The next witness was the superintendent. ‘I was called in by Dr Mace to this house to investigate a case of sudden and unexpected death. The doctor suspected the deceased had taken poison. I sent specimens such as I need not name to be analysed. The poison was diagnosed as aconitine, known to be deadly. I set about finding out where the pot of pickle had come from and learned it had been prepared in this very kitchen.’

He was interrupted by a stricken cry of ‘I never! I swear and declare I never done it!’ from Mrs Plack, who was rebuked by the coroner, comforted by the kitchenmaid and spent the next few minutes quietly sobbing.

The superintendent was invited to resume his story. ‘Upon further enquiry I elicited that the pickle or sauce or condiment in question had been prepared last Friday ready for the Sunday dinner of roast beef, it keeping that long, in spite of cream being one of the ingredients, because of the vinegar. I ascertained that a vegetable substance reputed to be horseradish had been grated up ready for use by the kitchenmaid, Sonia Hills—’

‘Oo-er! I never knew what it were! I swear I never!’

‘Quiet, please, Miss Hills. You will have an opportunity to state your case later on. Go on, please, Superintendent.’

‘Having been apprised of the nature of the poison which had resulted in death of the deceased, I set about finding out where it could have come from, it seeming to me unlikely as it had come from a greengrocer or grower.’

‘Will you explain that to the jury?’

‘No need,’ growled a juryman. ‘Anybody as would dig up the wolfsbane, thinking it were horseradish, must ha’ been mad.
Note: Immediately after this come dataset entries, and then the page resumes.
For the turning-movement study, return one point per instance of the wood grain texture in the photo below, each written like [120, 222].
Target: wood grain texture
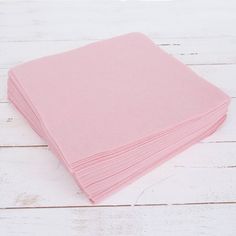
[193, 194]
[192, 220]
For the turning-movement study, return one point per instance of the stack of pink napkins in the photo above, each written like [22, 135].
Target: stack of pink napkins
[113, 110]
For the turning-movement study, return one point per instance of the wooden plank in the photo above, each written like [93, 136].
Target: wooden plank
[197, 220]
[33, 177]
[66, 20]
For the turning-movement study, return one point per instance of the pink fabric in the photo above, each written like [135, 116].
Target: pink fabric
[115, 109]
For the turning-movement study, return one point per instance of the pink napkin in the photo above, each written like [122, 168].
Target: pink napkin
[113, 110]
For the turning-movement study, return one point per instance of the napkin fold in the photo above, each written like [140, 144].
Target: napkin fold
[113, 110]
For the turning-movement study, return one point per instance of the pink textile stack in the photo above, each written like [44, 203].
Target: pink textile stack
[113, 110]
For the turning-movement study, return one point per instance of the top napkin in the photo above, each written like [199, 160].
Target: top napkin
[111, 93]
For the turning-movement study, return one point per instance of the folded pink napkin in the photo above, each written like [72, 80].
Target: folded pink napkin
[115, 109]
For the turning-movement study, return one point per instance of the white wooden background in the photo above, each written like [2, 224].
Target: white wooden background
[193, 194]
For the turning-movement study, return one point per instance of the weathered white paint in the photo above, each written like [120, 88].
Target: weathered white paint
[204, 173]
[193, 220]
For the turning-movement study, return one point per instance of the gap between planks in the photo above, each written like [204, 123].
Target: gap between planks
[121, 205]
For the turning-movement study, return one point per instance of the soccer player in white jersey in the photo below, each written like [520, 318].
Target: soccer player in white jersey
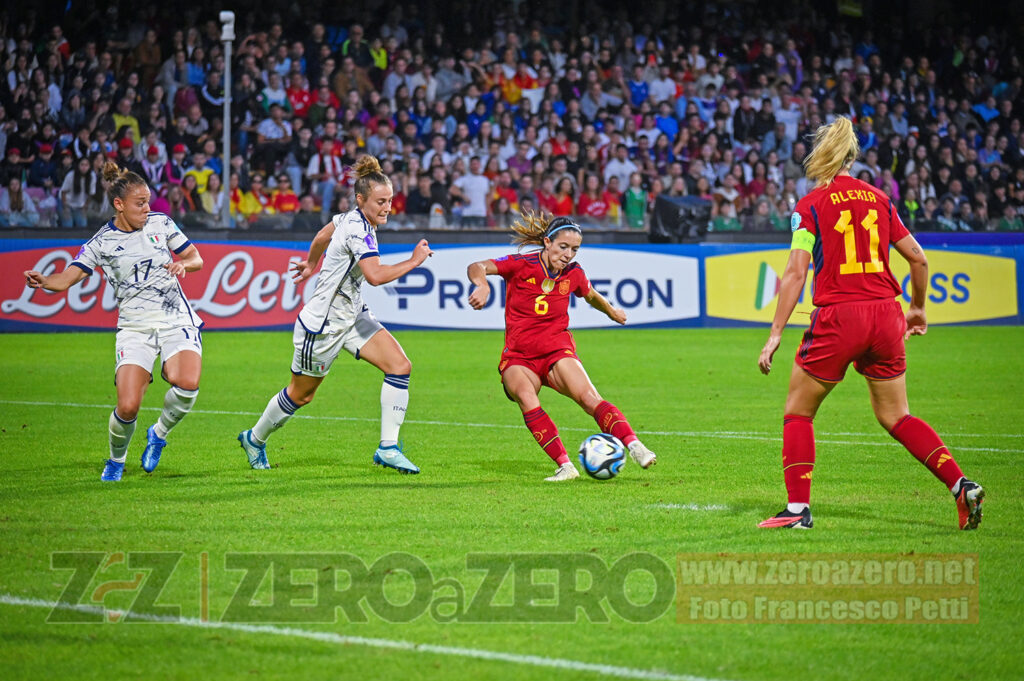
[134, 250]
[336, 318]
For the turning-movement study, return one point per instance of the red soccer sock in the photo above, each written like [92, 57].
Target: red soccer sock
[798, 457]
[611, 421]
[927, 448]
[546, 433]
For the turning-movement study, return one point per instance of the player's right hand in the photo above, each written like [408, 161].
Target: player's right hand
[34, 280]
[422, 251]
[301, 270]
[478, 298]
[767, 352]
[916, 323]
Nobody hereabouts ud make a mistake like that. Monkshood be another name for the wolfsbane and everybody know them purple flowers. In flower that is already. Got some in my garden I have.’

‘Thank you, Isaac Trewethy. You have made your point. Superintendent?’
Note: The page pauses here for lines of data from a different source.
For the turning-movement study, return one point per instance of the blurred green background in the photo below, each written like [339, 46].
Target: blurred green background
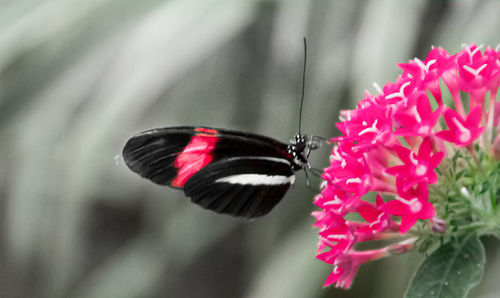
[78, 78]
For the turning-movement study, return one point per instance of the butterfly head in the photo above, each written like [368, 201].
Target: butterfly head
[299, 148]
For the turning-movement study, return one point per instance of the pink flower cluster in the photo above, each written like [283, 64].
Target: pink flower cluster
[391, 146]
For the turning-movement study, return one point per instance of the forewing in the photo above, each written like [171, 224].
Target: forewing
[152, 153]
[171, 156]
[248, 186]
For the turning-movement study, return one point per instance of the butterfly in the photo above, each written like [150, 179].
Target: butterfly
[231, 172]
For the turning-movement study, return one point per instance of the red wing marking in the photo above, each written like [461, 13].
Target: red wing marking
[206, 130]
[196, 155]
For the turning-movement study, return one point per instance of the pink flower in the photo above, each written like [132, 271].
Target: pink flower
[417, 168]
[461, 131]
[397, 143]
[411, 205]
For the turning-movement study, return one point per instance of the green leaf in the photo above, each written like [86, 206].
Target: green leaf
[450, 271]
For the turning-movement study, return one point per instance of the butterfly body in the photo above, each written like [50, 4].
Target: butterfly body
[232, 172]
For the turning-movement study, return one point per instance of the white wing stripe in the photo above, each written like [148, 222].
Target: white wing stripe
[275, 159]
[257, 179]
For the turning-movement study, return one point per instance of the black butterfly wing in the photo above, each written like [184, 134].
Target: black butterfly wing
[248, 186]
[172, 155]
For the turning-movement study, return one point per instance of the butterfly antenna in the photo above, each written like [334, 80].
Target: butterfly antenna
[303, 84]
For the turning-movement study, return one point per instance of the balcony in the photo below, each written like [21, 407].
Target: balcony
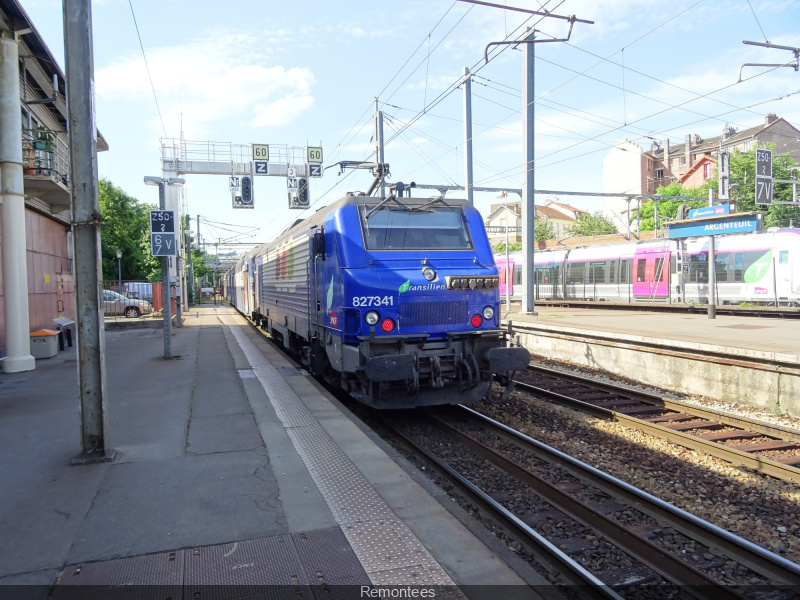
[45, 158]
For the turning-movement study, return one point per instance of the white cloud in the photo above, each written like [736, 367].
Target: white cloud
[210, 80]
[281, 111]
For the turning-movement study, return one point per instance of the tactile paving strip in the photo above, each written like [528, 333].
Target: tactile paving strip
[384, 545]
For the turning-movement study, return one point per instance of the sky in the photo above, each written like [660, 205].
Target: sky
[307, 73]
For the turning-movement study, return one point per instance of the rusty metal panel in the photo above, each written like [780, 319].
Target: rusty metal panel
[328, 558]
[151, 577]
[266, 567]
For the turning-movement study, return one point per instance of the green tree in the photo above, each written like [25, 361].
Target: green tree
[743, 168]
[125, 227]
[587, 224]
[544, 230]
[669, 208]
[512, 247]
[201, 269]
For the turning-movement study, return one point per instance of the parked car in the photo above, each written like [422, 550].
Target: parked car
[142, 290]
[115, 304]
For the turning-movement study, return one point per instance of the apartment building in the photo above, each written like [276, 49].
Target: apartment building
[45, 238]
[630, 169]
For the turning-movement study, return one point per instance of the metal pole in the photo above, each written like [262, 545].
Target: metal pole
[712, 280]
[468, 135]
[379, 141]
[178, 285]
[629, 218]
[655, 217]
[166, 299]
[12, 213]
[86, 231]
[528, 206]
[508, 267]
[638, 218]
[775, 281]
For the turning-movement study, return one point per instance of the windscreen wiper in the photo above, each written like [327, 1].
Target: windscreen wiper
[381, 203]
[422, 208]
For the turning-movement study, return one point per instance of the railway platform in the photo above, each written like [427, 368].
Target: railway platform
[733, 359]
[235, 475]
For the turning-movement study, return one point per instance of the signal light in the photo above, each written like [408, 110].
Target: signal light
[302, 192]
[247, 191]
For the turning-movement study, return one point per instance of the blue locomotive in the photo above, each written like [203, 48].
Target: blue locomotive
[394, 300]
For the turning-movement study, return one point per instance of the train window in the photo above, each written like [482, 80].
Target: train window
[698, 268]
[738, 267]
[721, 267]
[641, 263]
[597, 272]
[660, 274]
[439, 228]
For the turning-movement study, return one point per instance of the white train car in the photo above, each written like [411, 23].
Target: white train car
[761, 268]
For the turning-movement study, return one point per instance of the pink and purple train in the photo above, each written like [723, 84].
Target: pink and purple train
[762, 268]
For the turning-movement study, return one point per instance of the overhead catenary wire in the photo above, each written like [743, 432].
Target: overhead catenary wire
[524, 165]
[358, 120]
[147, 67]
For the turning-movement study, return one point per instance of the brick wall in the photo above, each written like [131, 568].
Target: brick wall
[50, 282]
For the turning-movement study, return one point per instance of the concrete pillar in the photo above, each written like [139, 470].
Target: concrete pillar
[15, 266]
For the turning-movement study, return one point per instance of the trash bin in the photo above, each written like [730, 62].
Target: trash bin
[44, 343]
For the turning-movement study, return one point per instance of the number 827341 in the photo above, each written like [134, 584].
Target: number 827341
[373, 300]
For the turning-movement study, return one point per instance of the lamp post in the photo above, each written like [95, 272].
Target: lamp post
[119, 272]
[166, 297]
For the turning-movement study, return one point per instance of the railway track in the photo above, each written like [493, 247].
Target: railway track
[769, 449]
[780, 312]
[563, 511]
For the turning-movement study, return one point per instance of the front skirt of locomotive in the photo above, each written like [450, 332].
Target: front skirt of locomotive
[404, 371]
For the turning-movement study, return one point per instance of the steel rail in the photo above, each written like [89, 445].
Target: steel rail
[668, 566]
[546, 553]
[726, 453]
[754, 557]
[731, 419]
[782, 312]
‘Trewethy has said what was in my mind, sir. Monkshood is a common enough garden plant in these parts.’

‘Is there not a wild variety, though?’

‘Ah, there is, but there again you couldn’t mistake it for horseradish, sir, not if you saw the actual plant growing. Horseradish—’ he consulted his notebook—‘otherwise armoracia rusticana, natural order cruciferae, does not resembel aconitum anglicum, the wild species of aconitum napellus, as mentioned by Dr. Mace—’
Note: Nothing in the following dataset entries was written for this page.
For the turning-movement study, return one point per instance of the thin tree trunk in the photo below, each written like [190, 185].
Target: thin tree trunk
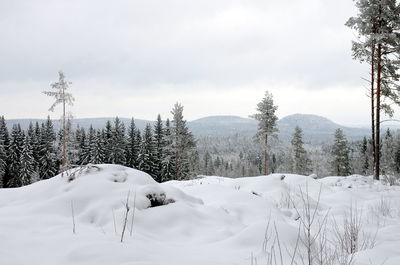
[64, 159]
[266, 156]
[378, 112]
[373, 103]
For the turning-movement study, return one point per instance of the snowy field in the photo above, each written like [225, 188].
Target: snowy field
[207, 221]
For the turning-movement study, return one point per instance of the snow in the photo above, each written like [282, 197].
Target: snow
[210, 220]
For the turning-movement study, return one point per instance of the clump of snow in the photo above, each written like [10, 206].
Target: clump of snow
[209, 220]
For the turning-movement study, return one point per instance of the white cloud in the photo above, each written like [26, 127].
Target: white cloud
[136, 58]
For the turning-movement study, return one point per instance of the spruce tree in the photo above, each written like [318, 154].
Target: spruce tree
[108, 142]
[133, 146]
[118, 143]
[27, 163]
[168, 166]
[14, 156]
[87, 147]
[81, 147]
[148, 154]
[182, 143]
[61, 96]
[340, 155]
[388, 154]
[364, 156]
[267, 123]
[208, 167]
[48, 157]
[3, 152]
[97, 152]
[159, 146]
[301, 162]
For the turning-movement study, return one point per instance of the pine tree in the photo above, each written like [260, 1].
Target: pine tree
[378, 24]
[267, 123]
[14, 156]
[388, 154]
[364, 156]
[208, 167]
[108, 141]
[148, 154]
[301, 162]
[97, 152]
[81, 147]
[62, 97]
[88, 145]
[341, 155]
[27, 163]
[168, 166]
[48, 157]
[182, 143]
[159, 146]
[118, 140]
[133, 146]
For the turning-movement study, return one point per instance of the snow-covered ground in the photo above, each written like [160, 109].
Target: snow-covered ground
[208, 221]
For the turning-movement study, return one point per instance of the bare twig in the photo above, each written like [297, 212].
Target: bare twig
[73, 217]
[126, 216]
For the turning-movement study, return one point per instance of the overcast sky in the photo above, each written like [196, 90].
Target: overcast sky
[216, 57]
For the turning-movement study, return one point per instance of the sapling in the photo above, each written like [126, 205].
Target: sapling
[127, 208]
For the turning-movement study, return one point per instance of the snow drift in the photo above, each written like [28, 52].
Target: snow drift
[212, 220]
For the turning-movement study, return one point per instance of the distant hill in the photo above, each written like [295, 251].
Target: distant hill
[315, 128]
[223, 125]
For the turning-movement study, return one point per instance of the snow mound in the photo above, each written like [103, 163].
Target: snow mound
[210, 220]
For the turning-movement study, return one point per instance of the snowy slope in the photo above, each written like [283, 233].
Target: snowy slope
[213, 220]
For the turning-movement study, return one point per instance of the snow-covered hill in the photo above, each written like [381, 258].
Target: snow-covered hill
[210, 220]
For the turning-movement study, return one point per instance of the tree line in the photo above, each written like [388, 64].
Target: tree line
[165, 151]
[378, 44]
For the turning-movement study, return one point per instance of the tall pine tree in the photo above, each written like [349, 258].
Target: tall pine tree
[266, 123]
[340, 155]
[182, 143]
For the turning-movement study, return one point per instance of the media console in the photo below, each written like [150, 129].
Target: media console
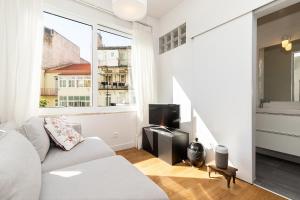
[170, 146]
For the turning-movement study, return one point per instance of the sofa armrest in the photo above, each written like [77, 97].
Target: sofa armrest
[77, 127]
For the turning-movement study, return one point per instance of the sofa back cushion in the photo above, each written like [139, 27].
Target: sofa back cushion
[35, 132]
[62, 133]
[20, 168]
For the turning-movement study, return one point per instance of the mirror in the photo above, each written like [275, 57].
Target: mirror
[296, 76]
[281, 73]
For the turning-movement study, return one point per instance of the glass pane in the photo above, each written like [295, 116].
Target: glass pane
[66, 62]
[114, 70]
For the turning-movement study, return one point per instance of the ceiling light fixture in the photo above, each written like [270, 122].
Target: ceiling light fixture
[130, 10]
[286, 43]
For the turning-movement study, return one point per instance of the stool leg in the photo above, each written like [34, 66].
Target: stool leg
[209, 171]
[228, 178]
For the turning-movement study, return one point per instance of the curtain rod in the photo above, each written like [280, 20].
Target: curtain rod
[106, 11]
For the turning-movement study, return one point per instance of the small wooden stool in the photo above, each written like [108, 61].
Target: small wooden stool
[228, 173]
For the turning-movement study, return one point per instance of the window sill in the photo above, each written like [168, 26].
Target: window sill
[86, 111]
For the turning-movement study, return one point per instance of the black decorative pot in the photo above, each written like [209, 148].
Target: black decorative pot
[196, 153]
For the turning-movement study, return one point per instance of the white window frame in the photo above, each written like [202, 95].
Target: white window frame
[95, 23]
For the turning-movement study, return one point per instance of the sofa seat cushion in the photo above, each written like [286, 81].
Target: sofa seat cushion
[90, 149]
[35, 132]
[107, 178]
[20, 168]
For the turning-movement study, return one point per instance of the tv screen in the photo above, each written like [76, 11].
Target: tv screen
[167, 115]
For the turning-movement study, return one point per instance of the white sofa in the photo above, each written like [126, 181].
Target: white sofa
[90, 170]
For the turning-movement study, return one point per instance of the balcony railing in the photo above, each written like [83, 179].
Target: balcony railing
[49, 91]
[112, 86]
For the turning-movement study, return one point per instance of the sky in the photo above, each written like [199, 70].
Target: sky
[81, 34]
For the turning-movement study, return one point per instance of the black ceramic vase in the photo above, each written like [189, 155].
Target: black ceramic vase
[196, 153]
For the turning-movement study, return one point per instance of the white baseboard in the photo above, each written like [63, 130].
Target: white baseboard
[123, 146]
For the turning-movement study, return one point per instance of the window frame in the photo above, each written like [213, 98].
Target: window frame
[95, 25]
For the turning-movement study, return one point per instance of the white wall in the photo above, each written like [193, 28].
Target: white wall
[271, 33]
[212, 75]
[281, 124]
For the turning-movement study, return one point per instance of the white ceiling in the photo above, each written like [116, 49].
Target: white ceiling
[156, 8]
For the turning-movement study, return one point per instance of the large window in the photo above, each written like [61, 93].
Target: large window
[114, 69]
[66, 64]
[68, 68]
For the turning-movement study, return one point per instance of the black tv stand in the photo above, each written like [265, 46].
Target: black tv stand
[161, 128]
[170, 146]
‘Yes, yes, Superintendent!’

‘Natural order ranunculaceae,’ continued the Superintendent, unmoved by the coroner’s testy tone, ‘in any respect as would cause it to be mistooken—’

‘We take your point. You mean that the poisonous root of the monkshood could not have got into Mrs Plack’s kitchen by accident. Call Sonia Hills. Now, Miss Hills, there is nothing to be alarmed about. Last Friday you grated up a root of what you supposed to be horseradish. Come right up to my table. Now here, as you see, I have two vegetable substances. Look at them very carefully. You may handle them if you wish.’

‘Not me!’ said Sonia, backing away as though she feared the roots would explode.

‘I understand your cautiousness. Will you point out which of these two roots resembles that which you grated up last Friday?’

The girl stared at the objects for several seconds, then hesitantly she pointed out one of the specimens in front of her.

‘Reckon that’s the one,’ she said, ‘but I couldn’t be sure.’

‘Thank you, Miss Hills. Ladies and gentlemen of the jury, these two roots are identical in substance. Both are genuinely attested horseradish roots dug up yesterday morning under the personal supervision of the police. It is clear, therefore, that the witness is unable to distinguish between the root of the horseradish and the root of the monkshood or wolfsbane. That is all, Miss Hills. You will appreciate, ladies and gentlemen of the jury, that, once the fatal root was grated up, no cook on earth would have known that it was not horseradish, so there is no point in my calling upon Mrs Plack to testify to that fact.’